Шрифт:
Закладка:
Текст, которым Мунк сопроводил набросок, цитируют часто (пускай и не в контексте этого изображения), поскольку считается, что его концепция лежит в основе картины «Крик» (1893). Эту работу тоже зачастую понимают неверно — многие полагают, что человек на полотне кричит, в то время как на самом деле он слышит крик. Обратившись к «Отчаянию», проще понять, как фигура, слышащая крик, отражает внутренний надрывный вопль, безмолвный вой отчаяния. Ниже я привожу построчный перевод текста к эскизу «Отчаяния»[200]. Мунк пишет:
Прежде чем приступить к разбору, для верного понимания полотен Мунка необходимо добавить общий контекст дневниковой записи № 34, ибо там мы встречаем в обобщенной форме образы космической боли и мучений. Мунк вспоминает прогулку с друзьями во времена, когда «жизнь распорола» ему душу. Заходящее солнце было «подобно пылающему окровавленному мечу, рассекающему райский свод. Небо было подобно крови — исполосованное огнем». Он видел «взрывные всполохи кроваво-красного на тропе и перилах». Затем «ощутил великий крик» и «да, услышал великий крик»[201]. Картины «Отчаяние», «Крик», Angst и более позднее «Отчаяние» иллюстрируют именно это описание, но обходятся без слов.
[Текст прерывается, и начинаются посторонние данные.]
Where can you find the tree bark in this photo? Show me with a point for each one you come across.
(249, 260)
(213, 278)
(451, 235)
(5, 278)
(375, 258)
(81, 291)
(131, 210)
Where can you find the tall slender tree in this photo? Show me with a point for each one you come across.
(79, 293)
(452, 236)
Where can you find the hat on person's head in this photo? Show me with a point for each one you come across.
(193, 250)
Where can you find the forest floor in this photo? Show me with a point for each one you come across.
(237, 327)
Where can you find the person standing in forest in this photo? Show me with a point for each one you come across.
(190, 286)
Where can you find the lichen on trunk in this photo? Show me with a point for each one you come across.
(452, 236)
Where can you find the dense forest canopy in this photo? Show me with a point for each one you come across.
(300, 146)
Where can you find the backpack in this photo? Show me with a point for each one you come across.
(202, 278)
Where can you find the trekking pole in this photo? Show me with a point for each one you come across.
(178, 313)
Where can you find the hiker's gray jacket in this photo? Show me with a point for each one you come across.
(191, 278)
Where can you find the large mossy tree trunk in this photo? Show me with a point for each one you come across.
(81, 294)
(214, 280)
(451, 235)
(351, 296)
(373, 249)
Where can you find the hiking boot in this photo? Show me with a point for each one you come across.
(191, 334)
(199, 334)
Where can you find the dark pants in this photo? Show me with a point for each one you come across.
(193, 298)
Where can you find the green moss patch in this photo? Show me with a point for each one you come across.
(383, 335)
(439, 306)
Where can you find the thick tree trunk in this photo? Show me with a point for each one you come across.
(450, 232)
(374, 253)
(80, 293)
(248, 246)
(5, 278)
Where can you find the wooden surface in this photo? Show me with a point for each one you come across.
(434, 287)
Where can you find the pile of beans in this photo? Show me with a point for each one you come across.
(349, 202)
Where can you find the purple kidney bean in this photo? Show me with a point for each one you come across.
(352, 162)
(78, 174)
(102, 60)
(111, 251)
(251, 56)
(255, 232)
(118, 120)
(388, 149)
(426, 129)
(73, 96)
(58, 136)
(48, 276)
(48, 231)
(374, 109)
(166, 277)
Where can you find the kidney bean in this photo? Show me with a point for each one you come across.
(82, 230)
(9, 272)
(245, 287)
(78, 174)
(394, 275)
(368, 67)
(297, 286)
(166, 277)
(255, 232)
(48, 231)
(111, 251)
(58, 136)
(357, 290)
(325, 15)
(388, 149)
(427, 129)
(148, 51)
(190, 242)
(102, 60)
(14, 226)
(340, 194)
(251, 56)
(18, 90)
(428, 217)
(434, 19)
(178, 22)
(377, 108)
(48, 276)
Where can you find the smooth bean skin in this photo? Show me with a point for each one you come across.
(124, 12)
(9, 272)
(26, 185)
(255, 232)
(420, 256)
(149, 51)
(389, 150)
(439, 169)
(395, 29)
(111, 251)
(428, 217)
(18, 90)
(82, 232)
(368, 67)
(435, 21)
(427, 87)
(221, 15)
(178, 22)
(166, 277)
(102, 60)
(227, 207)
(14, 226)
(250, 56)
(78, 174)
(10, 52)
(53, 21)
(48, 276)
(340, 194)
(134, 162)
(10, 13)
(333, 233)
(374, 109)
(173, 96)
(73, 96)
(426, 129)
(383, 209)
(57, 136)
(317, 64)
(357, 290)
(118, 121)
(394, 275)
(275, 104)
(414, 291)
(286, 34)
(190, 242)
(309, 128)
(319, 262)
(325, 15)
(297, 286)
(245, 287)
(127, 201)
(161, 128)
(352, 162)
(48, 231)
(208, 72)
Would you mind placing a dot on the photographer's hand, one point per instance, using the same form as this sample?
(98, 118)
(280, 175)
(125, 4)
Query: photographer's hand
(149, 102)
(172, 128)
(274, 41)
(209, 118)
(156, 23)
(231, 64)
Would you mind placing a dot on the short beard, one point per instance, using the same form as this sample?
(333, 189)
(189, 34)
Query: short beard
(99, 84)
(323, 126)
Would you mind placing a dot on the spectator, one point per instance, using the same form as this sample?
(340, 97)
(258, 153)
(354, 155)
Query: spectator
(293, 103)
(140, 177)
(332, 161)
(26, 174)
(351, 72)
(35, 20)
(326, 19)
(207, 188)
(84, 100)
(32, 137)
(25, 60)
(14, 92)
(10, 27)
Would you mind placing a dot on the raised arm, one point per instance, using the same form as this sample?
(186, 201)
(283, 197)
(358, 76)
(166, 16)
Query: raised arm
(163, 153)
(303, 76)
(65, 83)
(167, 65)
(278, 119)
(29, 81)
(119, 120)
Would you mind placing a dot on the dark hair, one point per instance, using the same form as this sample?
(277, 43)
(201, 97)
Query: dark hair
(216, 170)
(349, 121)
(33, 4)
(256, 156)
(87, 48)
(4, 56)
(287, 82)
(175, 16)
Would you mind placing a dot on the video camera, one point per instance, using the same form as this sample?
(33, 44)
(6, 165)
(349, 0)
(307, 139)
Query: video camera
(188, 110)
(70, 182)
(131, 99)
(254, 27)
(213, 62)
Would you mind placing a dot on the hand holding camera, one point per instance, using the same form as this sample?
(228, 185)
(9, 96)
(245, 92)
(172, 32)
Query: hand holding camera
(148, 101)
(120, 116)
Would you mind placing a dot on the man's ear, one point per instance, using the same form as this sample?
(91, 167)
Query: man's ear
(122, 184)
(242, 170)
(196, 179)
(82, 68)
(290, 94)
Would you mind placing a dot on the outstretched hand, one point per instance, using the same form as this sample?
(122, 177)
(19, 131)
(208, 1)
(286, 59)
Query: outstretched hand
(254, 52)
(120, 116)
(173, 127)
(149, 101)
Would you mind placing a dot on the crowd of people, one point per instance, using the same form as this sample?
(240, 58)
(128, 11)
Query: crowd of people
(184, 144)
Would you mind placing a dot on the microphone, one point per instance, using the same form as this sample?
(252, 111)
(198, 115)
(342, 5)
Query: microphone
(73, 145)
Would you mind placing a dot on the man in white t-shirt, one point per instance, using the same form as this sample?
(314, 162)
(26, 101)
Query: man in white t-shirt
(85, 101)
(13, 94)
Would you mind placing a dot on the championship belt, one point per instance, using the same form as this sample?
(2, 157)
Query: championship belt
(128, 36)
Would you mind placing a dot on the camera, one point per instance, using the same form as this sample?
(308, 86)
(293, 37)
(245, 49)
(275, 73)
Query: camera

Крайне важно то, как Мунк формулирует ситуативный контекст, говоря о значении слова ангст. Жизнь — обстоятельства — вспороли ему душу. Его отчаяние, ангст, началось с боли. Поэтому любопытны строки, которые художник вычеркнул из комментария к наброску. В них говорилось о его чувствах, о дыхании меланхолии и боли под сердцем, но, вычеркнув их, он создает впечатление, будто смертельная усталость, содрогание и ангст исходят от самой природы, которая обращается в кровавое пламя, лижущее небеса, будто кричит природа. В английском переводе этого текста на сайте Музея Мунка эти вычеркнутые строки, которые помещают боль в тело, попросту опущены. Если мы воспринимаем их всерьез, то должны соединить индивидуальное, душу, с космосом, природой. Крик — мука, боль, отчаяние — повсюду. Ангст в этом контексте — это сложная смесь индивидуальной эмоциональной боли и боли физической, неразрывно связанной с расколом Вселенной. Его нельзя сводить к тревоге, ужасу или страху. Это понятие гораздо глубже.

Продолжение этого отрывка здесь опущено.